Plastics are recognized as a worldwide threat to the environment, possibly affecting human health and wildlife. Small forms of plastics such as micro- and nanoplastics can interact with other organic contaminants, potentially acting as chemical carriers and modulating their toxicity. In this study, we investigated the toxicity of polystyrene nanoparticles (Nano-PS) and a real-world environmental PAH mixture (Elizabeth River Sediment Extract, ERSE, comprised of 36 detected PAHs) to zebrafish embryos and larvae. Embryos were exposed to Nano-PS (0.1-10 ppm) or ERSE (0.1-5% v/v, equivalent to ΣPAH 5.07-25.36 ppb) or coexposed to a combination of both. Larvae exposed to Nano-PS did not exhibit developmental defects, while larvae exposed to ERSE (2-5%) showed classic signs of PAH toxicity such as heart malformation and deformities in the jaw, fin, and tail. ERSE (5%) also impaired vascular development in the brain. When coexposed, Nano-PS decreased the developmental deformities and impaired vascular development caused by ERSE. This was strongly correlated to the lower PAH bioaccumulation detected in the coexposed animals (whole larvae, as well as the yolk sac, brain, and heart). Our data suggest that PAHs are sorbing to the surface of the Nano-PS, decreasing the concentration, uptake, and toxicity of free PAHs during the exposure. Such sorption of PAHs increases the agglomeration rate of Nano-PS during the exposure time, potentially decreasing the uptake of Nano-PS and associated PAHs. Despite that, similar induction of EROD activity was detected in animals exposed to ERSE in the presence or not of Nano-PS, suggesting that enough PAHs were accumulated in the organisms to induce cellular defense mechanisms. Nano-PS exposure (single or combined with ERSE) decreased the mitochondrial coupling efficiency and increased NADH production, suggesting an impairment on ATP production accompanied by a compensatory mechanism. Our data indicate that nanoplastics can sorb contaminants and potentially decrease their uptake due to particle agglomeration. Nanoplastics also target and disrupt mitochondrial energy production and act as vectors for the mitochondrial uptake of sorbed contaminants during embryonic and larval stages. Such negative effects of nanoplastics on energy metabolism and efficiency could be detrimental under multiple-stressors exposures and energy-demanding scenarios, which remains to be validated.
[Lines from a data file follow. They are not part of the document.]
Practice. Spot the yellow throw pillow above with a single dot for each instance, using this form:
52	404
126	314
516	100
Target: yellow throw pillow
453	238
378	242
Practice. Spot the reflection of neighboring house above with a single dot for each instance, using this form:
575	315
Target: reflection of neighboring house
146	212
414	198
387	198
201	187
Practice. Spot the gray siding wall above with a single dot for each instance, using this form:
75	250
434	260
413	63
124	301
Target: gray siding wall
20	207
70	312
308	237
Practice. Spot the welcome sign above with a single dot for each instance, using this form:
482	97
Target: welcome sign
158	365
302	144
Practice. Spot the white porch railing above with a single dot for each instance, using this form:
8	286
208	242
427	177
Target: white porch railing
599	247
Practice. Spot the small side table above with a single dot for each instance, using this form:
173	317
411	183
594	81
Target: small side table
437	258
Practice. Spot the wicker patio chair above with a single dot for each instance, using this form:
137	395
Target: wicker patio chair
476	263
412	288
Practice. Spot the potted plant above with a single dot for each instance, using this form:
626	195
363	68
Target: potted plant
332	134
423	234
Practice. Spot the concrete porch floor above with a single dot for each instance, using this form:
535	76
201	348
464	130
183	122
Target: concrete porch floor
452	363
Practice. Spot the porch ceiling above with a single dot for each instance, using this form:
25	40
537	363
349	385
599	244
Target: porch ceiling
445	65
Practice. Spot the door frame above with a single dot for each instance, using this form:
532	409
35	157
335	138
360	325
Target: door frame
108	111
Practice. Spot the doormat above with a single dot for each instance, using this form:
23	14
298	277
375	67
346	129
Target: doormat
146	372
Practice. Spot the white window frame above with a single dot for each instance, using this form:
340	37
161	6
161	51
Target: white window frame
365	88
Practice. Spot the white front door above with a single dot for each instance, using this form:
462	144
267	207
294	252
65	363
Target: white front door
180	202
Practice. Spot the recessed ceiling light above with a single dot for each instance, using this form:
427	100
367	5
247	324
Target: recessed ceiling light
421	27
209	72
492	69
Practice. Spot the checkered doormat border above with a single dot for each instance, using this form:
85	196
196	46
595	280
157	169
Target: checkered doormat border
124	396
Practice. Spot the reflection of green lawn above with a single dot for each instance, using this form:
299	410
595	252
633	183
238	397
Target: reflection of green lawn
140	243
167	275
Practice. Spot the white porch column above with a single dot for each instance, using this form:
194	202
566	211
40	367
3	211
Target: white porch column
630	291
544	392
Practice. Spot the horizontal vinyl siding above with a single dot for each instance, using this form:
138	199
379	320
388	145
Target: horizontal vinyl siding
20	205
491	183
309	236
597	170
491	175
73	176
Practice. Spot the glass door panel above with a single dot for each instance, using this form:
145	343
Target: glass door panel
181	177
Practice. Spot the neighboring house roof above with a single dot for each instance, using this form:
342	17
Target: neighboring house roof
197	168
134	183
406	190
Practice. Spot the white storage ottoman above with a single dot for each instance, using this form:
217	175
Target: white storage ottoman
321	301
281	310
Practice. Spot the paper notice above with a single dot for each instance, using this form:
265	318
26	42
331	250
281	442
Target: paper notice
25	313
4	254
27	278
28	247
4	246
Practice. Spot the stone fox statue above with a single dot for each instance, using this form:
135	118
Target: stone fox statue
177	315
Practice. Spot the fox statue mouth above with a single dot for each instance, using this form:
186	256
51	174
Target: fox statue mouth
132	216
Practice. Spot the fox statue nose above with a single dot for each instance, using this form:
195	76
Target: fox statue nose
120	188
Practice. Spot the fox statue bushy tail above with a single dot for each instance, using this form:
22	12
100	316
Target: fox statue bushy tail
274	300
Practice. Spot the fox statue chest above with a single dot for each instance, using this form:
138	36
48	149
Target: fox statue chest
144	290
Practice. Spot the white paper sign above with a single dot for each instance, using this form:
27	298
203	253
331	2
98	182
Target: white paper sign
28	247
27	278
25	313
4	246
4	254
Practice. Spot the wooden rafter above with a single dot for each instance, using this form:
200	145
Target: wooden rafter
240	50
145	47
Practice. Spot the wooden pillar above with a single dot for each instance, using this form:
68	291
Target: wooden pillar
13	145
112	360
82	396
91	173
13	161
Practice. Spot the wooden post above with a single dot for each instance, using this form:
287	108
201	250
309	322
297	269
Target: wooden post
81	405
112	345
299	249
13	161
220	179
塑料被公认为对环境的全球性威胁,可能影响人类健康和野生动物。微塑料和纳米塑料等小形式的塑料可以与其他有机污染物相互作用,可能充当化学载体并调节其毒性。在这项研究中,我们研究了聚苯乙烯纳米颗粒(Nano-PS)和实际环境多环芳烃混合物(伊丽莎白河沉积物提取物,ERSE,由 36 种检测到的多环芳烃组成)对斑马鱼胚胎和幼虫的毒性。胚胎暴露于 Nano-PS(0.1-10 ppm)或 ERSE(0.1-5%v/v,相当于ΣPAH 5.07-25.36 ppb)或两者的组合。暴露于 Nano-PS 的幼虫未表现出发育缺陷,而暴露于 ERSE(2-5%)的幼虫表现出多环芳烃毒性的典型迹象,如心脏畸形和颌骨,鳍和尾巴畸形。ERSE(5%)还损害了大脑中的血管发育。当共同暴露时,Nano-PS 降低了 ERSE 引起的发育畸形和血管发育受损。这与共同暴露动物中检测到的较低的多环芳烃生物积累强烈相关(整个幼虫,以及卵黄囊,大脑和心脏)。我们的数据表明,多环芳烃被吸附到 Nano-PS 的表面上,在暴露过程中降低了游离多环芳烃的浓度,吸收和毒性。在暴露时间内,这种多环芳烃的吸附增加了 Nano-PS 的团聚率,从而可能降低 Nano-PS 和相关多环芳烃的吸收。尽管如此,在存在或不存在 Nano-PS 的情况下,暴露于 ERSE 的动物中检测到类似的 EROD 活性诱导,表明足够的多环芳烃在生物体中积累以诱导细胞防御机制。Nano-PS 暴露(单独或与 ERSE 联合)降低了线粒体偶联效率并增加了 NADH 的产生,表明在 ATP 产生过程中存在损伤,同时存在代偿机制。我们的数据表明,纳米塑料可以吸附污染物,并由于颗粒团聚而可能降低其吸收。纳米塑料还靶向和破坏线粒体能量产生,并作为胚胎和幼虫阶段吸附污染物的线粒体摄取的载体。在多压力暴露和能量需求情况下,纳米塑料对能量代谢和效率的这种负面影响可能是有害的,这仍有待验证。